If an e-mail lies on a hard drive, does it make a sound?
In attempting to expand my thoughts on what we imagine surveillers might do recently, I considered starting with the question: if an e-mail lies on a hard drive, does it make a sound? My purpose was to challenge the centrality of data collection in debates about privacy and surveillance. If data about someone is collected on a computer, but no human ever looks at it, is that person's privacy invaded?
I happened to be reading Steve Talbott's Devices of the Soul (2006) this week, which gives an answer in a chapter entitled Privacy in an Age of Data. Talbott argues that privacy is properly conceived as being a property possessed by a person, and that the privacy of data is therefore meaningless or at least beside the point. He goes on to say that
the ideal of privacy gains substance only in those primary contexts where we know each other well enough to care (p. 233; emphasis in original).Read in the context of the question above, I take this as a "no".
Talbott takes a somewhat mystical view of humanity, and elsewhere lambasts scientific materialists like Richard Dawkins and Rodney Brooks as "reductionists" for holding that humans are made up of chemicals. In this view, maybe machines can never invade privacy because they don't "care". But, shorn of any mysticism, I take the point to be that privacy only has meaning amongst entities that interact with each other and can make choices about the relationship. Mere knowledge of someone else, without any capacity to have an effect on that person, is simply data.
This tallies with what I experience when I read sordid news stories. Given that I've never met the people involved, and nor am I likely to, I simply take on board the information that people did the things that they're reported to have done. Not because I'm a machine (even if Rodney Brooks et al. are right), but because I have no relationship with those people and no direct capacity to either influence them or be influenced by them. But I doubt that I would react the same way if someone I knew was involved in the same sorts of activities.
But do the subjects of sordid news stories, being on the other side of the experience, feel the same way? I read in the Sydney Morning Herald this weekend that Britain's Prince William and Kate Middleton have accused two photographers of "surveilling" their son (Paparazzi warned off pursuing George, 4 October 2014, p. 26). Prince George presumably isn't involved in anything more sordid than dirty nappies, but his parents clearly aren't happy with some of the attention he's been getting.
I'm not a royal-watcher and I can't speak for what kind of relationship royal-watchers think they're in with the family. The royals themselves, I suppose, are in some sort of relationship with the public or at least the media, and perhaps this relationship is the source of their frustration. They are, after all, affected by the public's and the media's treatment of them. (I've often wondered what I'd feel like upon reading about myself in the news but have never had the opportunity to find out.)

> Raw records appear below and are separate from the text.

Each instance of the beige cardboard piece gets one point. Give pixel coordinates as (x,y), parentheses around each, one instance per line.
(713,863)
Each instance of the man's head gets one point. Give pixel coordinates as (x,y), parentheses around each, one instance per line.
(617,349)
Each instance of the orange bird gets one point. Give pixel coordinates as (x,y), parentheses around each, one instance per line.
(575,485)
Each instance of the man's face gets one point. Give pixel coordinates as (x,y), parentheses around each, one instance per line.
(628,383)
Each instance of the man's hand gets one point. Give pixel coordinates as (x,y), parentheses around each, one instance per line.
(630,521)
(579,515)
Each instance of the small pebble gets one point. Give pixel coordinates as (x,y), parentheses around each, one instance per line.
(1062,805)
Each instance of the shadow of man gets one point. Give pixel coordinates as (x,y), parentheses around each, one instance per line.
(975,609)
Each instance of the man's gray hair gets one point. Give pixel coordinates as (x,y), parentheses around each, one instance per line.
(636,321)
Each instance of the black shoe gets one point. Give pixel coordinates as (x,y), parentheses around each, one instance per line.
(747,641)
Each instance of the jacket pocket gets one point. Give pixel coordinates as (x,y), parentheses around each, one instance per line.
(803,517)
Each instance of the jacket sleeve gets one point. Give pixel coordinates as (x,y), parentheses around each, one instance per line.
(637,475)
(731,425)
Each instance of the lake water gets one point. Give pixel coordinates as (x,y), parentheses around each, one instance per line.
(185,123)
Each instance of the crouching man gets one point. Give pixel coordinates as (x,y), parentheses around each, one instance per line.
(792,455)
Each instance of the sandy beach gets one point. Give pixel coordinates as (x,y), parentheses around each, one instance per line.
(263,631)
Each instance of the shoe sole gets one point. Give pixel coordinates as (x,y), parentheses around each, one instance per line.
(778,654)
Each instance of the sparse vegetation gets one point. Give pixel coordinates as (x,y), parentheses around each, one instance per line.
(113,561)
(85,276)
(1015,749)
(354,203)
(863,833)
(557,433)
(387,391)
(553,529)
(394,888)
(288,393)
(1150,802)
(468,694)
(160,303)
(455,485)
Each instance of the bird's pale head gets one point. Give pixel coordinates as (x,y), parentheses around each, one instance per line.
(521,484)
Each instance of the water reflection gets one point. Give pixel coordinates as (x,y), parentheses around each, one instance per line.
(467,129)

Getting back to my hypothetical e-mail, one can imagine a computer system that collects e-mails but takes no action unless a human explicitly asks for it. In fact, traditional e-mail systems work something like this, and I've never heard anyone complain that their privacy has been invaded by an SMTP or IMAP server. I doubt that even Google or the NSA pays human voyeurs to dig through the stuff that they collect.
Of course Google and other ad-supported services do take action on the data they collect; they use it to select the advertisements to be shown to each user. Intelligence agencies use selected information to pursue investigations and make arrests. I'm nonetheless pretty sure that the computer systems involved don't "care" in any human sense, but I'm also sure that critics would say that this is not the point. So does my e-mail make a sound?